Making Python faster
The Python core developers, and Victor Stinner in particular, have been focusing on improving the performance of Python 3 over the last few years. At PyCon 2017, Stinner gave a talk on some of the optimizations that have been added recently and the effect they have had on various benchmarks. Along the way, he took a detour into some improvements that have been made for benchmarking Python.
He started his talk by noting that he has been working on porting OpenStack to Python 3 as part of his day job at Red Hat. So far, most of the unit tests are passing. That means that an enormous Python program (with some 3 million lines of code) has largely made the transition to the Python 3 world.
Benchmarks
Back in March 2016, developers did not really trust the Python benchmark suite, he said. The benchmark results were not stable, which made it impossible to tell if a particular optimization made CPython (the Python reference implementation) faster or slower. So he set out to improve that situation.

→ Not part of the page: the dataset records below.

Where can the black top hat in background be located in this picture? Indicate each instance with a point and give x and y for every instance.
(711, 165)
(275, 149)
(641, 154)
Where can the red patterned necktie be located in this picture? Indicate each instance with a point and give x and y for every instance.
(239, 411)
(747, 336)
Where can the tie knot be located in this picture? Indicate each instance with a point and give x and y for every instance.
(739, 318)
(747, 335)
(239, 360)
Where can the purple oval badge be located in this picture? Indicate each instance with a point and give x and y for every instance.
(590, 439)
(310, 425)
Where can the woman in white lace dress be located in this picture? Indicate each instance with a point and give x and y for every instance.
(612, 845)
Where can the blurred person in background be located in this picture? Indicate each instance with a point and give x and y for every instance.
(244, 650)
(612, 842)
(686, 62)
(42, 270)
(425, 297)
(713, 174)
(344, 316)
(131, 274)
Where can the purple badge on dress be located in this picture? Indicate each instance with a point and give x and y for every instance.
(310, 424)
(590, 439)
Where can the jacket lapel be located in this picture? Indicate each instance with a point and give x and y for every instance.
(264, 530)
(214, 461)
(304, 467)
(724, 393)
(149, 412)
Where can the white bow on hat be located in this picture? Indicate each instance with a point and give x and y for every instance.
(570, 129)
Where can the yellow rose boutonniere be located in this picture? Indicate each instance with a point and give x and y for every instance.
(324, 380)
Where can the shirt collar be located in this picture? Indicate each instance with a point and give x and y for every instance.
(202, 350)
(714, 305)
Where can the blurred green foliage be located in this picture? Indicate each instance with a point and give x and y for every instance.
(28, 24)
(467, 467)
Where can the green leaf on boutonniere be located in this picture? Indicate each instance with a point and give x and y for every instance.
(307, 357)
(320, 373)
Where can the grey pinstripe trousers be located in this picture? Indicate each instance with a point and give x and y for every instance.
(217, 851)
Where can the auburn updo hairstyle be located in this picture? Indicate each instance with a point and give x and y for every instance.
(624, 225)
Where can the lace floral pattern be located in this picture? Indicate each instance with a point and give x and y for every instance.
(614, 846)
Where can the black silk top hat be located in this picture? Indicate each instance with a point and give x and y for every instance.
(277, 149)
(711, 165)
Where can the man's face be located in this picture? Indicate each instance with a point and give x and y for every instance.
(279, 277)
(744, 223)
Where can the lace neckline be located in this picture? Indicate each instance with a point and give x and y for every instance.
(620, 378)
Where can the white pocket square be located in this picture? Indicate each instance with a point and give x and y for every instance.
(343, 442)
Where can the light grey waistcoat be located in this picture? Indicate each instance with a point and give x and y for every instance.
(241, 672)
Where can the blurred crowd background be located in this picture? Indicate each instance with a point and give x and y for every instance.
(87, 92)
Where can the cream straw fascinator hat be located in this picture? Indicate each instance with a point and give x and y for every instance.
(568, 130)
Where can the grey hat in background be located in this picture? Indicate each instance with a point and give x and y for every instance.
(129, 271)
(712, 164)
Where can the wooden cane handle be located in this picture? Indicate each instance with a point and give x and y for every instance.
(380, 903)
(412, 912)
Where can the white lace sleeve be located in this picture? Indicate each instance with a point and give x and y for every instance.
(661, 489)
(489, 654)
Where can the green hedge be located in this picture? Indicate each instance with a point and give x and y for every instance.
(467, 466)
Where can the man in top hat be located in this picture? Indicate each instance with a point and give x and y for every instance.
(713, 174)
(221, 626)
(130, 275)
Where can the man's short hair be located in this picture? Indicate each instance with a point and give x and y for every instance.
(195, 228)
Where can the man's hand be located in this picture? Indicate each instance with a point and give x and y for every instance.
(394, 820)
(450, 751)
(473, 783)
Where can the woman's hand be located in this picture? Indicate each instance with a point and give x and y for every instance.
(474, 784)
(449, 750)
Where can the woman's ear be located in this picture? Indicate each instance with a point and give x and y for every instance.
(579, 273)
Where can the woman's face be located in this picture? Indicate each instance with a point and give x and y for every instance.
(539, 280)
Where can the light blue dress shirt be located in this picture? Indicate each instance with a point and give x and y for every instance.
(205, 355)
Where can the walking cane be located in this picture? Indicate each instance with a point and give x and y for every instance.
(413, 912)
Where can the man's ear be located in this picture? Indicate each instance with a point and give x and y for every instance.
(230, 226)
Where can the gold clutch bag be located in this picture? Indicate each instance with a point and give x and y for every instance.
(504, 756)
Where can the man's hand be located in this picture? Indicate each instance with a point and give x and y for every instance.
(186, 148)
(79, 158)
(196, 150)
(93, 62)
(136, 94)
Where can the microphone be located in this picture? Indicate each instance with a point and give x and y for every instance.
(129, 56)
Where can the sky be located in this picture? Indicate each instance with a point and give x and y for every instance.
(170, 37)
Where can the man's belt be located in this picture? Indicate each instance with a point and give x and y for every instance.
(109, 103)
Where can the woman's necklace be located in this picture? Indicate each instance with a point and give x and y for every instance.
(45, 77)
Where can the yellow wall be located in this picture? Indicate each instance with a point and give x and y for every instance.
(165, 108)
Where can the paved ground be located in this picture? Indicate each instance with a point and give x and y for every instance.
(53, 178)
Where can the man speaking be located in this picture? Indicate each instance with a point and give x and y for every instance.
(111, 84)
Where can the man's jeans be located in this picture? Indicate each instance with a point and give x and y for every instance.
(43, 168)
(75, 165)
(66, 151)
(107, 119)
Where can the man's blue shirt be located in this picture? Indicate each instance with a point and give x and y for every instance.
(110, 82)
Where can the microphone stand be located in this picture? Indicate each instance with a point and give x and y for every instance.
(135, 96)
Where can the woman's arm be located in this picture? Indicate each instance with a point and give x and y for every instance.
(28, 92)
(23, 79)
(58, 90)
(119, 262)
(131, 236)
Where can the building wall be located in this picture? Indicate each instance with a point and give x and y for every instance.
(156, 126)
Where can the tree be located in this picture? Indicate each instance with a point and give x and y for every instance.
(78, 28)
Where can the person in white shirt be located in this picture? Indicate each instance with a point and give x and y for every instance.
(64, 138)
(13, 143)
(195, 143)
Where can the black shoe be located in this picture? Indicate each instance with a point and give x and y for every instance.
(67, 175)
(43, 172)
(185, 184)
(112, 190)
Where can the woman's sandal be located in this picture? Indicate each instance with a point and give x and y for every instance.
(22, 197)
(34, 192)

He created a new module, perf, as a framework for running benchmarks. It calibrates the number of loops to run the benchmark based on a time budget. Each benchmark run then consists of sequentially spawning twenty processes, each of which performs the appropriate number of loops three times. That generates 60 time values; the average and standard deviation are calculated from those. He noted that the standard deviation can be used to spot problems in the benchmark or the system; if it is large, meaning lots of variation, that could indicate a problem.
Using perf has provided more stable and predictable results, he said. That has led to a new Python performance benchmark suite. It is being used at the speed.python.org site to provide benchmark numbers for Python. Part of that work has resulted in CPython being compiled with link-time optimization and profile-guided optimization by default.
The perf module has a "system tune" command that can be used to tune a Linux system for benchmarking. That includes using a fixed CPU frequency, rather than allowing each core's frequency to change all the time, disabling the Intel Turbo Boost feature, using CPU pinning, and running the benchmarks on an isolated CPU if that feature is enabled in the kernel.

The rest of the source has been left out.